= Camp Chopunnish =

Lewis and Clark Expedition camp in Idaho

Camp Chopunnish was the first major camp on the Lewis and Clark Expedition's return voyage. It is located in Idaho County, Idaho, along the north bank of the Clearwater River, it is now part of the Nez Perce National Historical Park. It was named after Lewis' name for the Nez Perces tribe native there. In the expedition journals it was also called Long Camp (because of the duration of the stay) and Camp Kamiah (for its location).

==History==

The expedition departed Fort Clatsop, near present-day Astoria, Oregon, in March 1806, after a dismal winter near the Pacific coast. By May 3, they had arrived back among the Nez Perce tribe, but determined that because of snow it was too early to cross the mountains on the Lolo Trail over the Bitterroot Mountains. From mid-May to mid-June the expedition stopped at Camp Chopunnish, stocking food for the mountain crossing.

On June 10 the group moved to a camp on Weippe Prairie in preparation for crossing the Lolo Trail, which, after an initial failure, was crossed in the last week in June.
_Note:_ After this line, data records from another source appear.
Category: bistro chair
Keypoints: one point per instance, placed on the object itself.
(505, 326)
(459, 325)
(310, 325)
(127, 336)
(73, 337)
In 1902, when historian Olin D. Wheeler visited the site, he could still see the sunken circular ring where Lewis and Clark had established their camp. Since that time, however, the integrity of the site has been destroyed. A large sawmill now covers it, and numerous other buildings are located in the vicinity. The area may be viewed from an unmarked turnout on U.S. 12 along the opposite, or southside of the river.